The most convenient way to set payloads is in a TokenFilter -- I think that taking this approach will give you much cleaner code and in turn make your scenario work correctly. I think that it's most illustrative to take a look at some filter of this type in Lucene source, e.g. TokenOffsetPayloadTokenFilter. You can find an example of how it should be used in the test for this class.
Please also consider if there is no better place to store these hyperlinks than in payloads.
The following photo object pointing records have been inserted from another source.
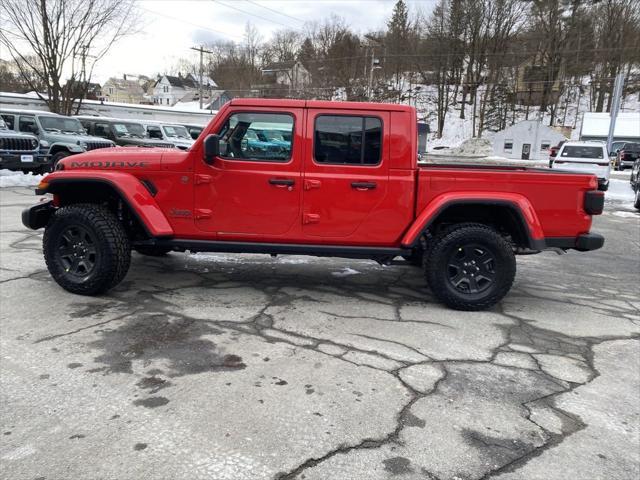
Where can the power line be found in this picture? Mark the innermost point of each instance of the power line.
(276, 11)
(254, 15)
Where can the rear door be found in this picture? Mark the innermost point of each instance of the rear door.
(346, 174)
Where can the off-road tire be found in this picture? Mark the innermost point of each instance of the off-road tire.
(152, 250)
(445, 247)
(109, 240)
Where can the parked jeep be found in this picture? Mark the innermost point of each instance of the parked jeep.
(176, 134)
(126, 133)
(349, 186)
(21, 151)
(59, 136)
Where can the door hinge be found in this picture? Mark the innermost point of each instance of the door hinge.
(202, 213)
(200, 179)
(309, 184)
(310, 218)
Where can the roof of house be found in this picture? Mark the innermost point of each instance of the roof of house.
(596, 124)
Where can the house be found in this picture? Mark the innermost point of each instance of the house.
(211, 100)
(526, 140)
(595, 126)
(287, 77)
(169, 89)
(128, 89)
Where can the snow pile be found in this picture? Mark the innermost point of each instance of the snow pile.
(9, 178)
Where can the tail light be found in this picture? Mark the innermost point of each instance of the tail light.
(594, 202)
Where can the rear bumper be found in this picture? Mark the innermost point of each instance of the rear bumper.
(583, 243)
(37, 216)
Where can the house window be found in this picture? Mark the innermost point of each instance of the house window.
(351, 140)
(257, 136)
(508, 146)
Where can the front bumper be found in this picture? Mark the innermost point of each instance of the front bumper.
(583, 243)
(16, 161)
(38, 216)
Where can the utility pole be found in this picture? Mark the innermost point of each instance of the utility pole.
(615, 107)
(200, 80)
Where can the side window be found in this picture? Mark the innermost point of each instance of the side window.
(10, 120)
(257, 136)
(347, 140)
(508, 146)
(27, 124)
(154, 132)
(101, 130)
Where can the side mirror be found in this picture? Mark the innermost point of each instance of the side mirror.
(211, 148)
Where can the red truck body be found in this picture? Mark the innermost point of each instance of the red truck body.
(181, 200)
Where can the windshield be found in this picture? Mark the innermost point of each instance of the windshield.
(176, 131)
(61, 124)
(575, 151)
(129, 130)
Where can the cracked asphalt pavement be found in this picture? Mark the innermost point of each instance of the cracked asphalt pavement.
(251, 367)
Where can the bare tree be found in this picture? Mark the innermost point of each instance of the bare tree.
(54, 40)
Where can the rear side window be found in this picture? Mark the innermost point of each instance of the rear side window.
(575, 151)
(347, 140)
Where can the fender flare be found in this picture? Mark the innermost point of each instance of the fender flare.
(130, 189)
(519, 204)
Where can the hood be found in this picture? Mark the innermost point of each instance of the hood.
(121, 158)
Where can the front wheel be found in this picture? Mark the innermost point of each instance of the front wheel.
(471, 267)
(86, 249)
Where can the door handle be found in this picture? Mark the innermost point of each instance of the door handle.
(363, 185)
(281, 182)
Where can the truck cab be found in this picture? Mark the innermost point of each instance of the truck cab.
(343, 180)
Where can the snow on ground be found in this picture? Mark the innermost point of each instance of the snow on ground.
(9, 178)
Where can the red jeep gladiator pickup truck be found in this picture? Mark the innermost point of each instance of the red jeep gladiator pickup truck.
(310, 177)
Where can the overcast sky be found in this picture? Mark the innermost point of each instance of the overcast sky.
(170, 27)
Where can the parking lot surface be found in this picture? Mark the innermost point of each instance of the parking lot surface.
(250, 367)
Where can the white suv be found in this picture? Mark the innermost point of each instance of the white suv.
(585, 157)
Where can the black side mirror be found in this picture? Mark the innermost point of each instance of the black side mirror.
(211, 148)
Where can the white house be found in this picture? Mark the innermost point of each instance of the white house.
(595, 126)
(169, 89)
(526, 140)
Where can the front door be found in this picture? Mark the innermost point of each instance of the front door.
(252, 191)
(346, 174)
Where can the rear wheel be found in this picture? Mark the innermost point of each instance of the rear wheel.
(86, 249)
(471, 267)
Payloads have very special application for e.g. boosting some terms depending on their location or formatting in the original document, part of speech... Their main purpose is to affect how the search is performed, so they are normally numeric values, efficiently packed to cut down the index size.
I might be missing something, but...
You don't need a custom tokenizer to associate additional information to a Lucene document. Just store is as an unanalyzed field.
doc.Add(new Field("fname", "Joe", Field.Store.YES, Field.Index.ANALYZED));
doc.Add(new Field("job", "Plumber", Field.Store.YES, Field.Index.ANALYZED));
doc.Add(new Field("link","http://www.example.com", Field.Store.YES, Field.Index.NO));
You can then get the "link" field just like any other field.
Also, if you did need a custom tokenizer, then you would definitely need a custom analyzer to implement it, for both the index building and searching.